I limiti della globalizzazione sono strutturali. Il futuro è la regionalizzazione

Il libero scambio come lo abbiamo conosciuto fino ad ora è fallito. Il futuro è la regionalizzazione, la cui regolamentazione appare più realistica. L’Africa è in prima fila con la sua punta di diamante: l’Egitto

I limiti della globalizzazione sono strutturali

Le aziende africane sono sempre più alla ricerca di partner europei per produrre, trasferire tecnologia e condividere valore aggiunto. C'è un mercato che comincia ora a spingere e un altro, quello cinese, che si sta installando anche in Nordafrica per rifornire più rapidamente, e con minor costi, i mercati europei. È la valutazione di Jean-Louis Guigou, Presidente dell'Instituto sulle prospettive economiche nell’area mediterranea.

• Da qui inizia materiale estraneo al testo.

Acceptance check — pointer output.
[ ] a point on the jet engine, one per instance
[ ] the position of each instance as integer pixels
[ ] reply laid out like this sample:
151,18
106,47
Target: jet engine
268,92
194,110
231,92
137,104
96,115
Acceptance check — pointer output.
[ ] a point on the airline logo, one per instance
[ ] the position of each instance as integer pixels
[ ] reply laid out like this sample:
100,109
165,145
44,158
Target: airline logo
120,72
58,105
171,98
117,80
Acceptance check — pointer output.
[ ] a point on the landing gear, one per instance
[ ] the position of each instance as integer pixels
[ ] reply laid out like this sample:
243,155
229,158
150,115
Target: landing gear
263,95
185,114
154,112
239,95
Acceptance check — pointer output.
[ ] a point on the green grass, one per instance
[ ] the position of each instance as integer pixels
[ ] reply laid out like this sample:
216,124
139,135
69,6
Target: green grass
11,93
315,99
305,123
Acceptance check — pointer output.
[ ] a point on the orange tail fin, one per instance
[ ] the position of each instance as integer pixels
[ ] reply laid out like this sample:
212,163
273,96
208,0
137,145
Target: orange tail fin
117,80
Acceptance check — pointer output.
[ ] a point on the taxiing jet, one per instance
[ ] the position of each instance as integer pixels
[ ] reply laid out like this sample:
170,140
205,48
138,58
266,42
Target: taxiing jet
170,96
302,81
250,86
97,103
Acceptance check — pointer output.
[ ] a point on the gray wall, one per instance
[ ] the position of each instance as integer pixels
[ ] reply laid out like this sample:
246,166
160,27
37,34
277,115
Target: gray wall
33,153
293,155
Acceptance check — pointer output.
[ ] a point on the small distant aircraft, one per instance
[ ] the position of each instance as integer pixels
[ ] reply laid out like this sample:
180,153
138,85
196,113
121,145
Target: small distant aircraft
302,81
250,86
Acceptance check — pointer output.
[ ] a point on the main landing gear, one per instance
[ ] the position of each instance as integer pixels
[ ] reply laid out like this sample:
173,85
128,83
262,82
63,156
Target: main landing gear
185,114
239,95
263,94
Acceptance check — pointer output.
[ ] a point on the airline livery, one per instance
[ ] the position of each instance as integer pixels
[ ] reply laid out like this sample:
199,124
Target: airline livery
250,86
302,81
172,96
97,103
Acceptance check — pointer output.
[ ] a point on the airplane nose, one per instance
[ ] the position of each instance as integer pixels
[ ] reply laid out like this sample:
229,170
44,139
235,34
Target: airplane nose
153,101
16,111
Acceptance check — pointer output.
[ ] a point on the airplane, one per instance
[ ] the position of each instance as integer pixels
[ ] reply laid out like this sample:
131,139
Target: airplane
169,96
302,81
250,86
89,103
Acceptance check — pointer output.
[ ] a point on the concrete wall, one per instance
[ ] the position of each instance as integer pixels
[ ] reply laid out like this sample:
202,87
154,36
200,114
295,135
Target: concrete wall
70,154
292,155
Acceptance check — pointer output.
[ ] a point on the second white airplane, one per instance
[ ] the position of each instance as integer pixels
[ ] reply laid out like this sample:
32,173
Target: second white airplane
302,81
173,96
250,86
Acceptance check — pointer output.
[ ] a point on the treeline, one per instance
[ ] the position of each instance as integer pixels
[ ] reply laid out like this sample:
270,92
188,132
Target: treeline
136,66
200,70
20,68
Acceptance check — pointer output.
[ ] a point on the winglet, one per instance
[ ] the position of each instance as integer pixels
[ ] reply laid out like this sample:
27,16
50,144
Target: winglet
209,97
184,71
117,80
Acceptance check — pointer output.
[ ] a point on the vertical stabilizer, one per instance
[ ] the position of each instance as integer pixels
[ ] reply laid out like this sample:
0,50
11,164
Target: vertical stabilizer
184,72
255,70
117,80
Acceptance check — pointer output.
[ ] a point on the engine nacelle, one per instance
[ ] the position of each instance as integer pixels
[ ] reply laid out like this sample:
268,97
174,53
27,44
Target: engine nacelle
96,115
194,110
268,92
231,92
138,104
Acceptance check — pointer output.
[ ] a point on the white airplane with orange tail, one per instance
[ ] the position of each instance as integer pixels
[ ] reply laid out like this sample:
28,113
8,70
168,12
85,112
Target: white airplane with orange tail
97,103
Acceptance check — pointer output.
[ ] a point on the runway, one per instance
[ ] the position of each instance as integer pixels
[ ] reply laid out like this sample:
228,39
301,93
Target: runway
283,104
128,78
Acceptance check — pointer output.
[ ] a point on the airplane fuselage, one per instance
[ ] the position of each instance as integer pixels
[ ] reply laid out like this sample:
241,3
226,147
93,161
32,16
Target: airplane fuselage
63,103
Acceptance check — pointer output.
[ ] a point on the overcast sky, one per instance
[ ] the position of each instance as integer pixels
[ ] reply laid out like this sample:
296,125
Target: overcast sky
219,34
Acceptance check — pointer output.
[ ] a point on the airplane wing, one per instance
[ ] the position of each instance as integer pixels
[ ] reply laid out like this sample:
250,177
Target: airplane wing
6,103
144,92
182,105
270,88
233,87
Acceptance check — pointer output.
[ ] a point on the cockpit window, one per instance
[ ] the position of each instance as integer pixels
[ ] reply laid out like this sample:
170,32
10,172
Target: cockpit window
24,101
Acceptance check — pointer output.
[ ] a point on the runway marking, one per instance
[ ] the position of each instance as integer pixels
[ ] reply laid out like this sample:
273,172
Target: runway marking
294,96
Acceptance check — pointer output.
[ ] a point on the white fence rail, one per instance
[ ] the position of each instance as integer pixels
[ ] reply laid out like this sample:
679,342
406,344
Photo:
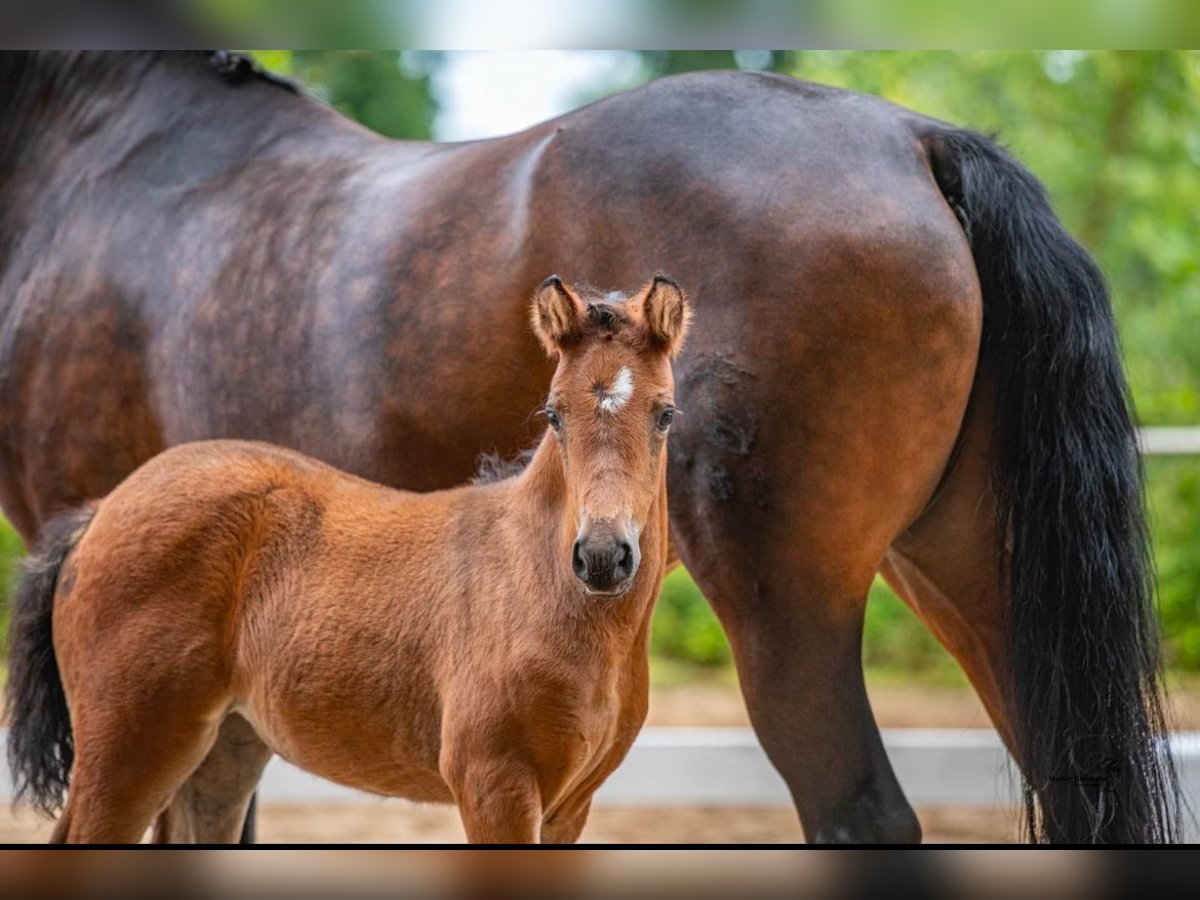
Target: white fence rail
726,767
936,767
1170,442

La punta di diamante è l’Egitto

La vera chiave di volta, secondo Guigou, è l’Egitto che può puntare su tre hub. Il primo è il gas, grazie alla scoperta del giacimento offshore che consentirà al paese di superare in dieci anni la produzione del Qatar. Il secondo sono i trasporti con la ristrutturazione del Canale di Suez, che farà diventare l'Egitto un paese dove trasformare le materie prime. Il terzo hub è la partecipazione all'Area africana di libero scambio tripartita, che conta 650 milioni di abitanti e attirerà l’attenzione delle industrie europee.

La globalizzazione ha fallito

Il libero scambio come lo abbiamo conosciuto fino ad ora ha fatto il suo tempo. La globalizzazione comincia a mostrare i suoi limiti strutturali. Il futuro è la regionalizzazione, ovvero continenti o gruppi di paesi, la cui regolamentazione appare più realistica.

Sviluppo del commercio

L’altra tendenza che vede “favorita” l’Africa è la previsione di alcuni economisti secondo i quali, nei prossimi quindici-venti anni, il commercio sud-sud si svilupperà, mentre gli scambi nord-sud si stabilizzeranno e quelli nord-nord diminuiranno.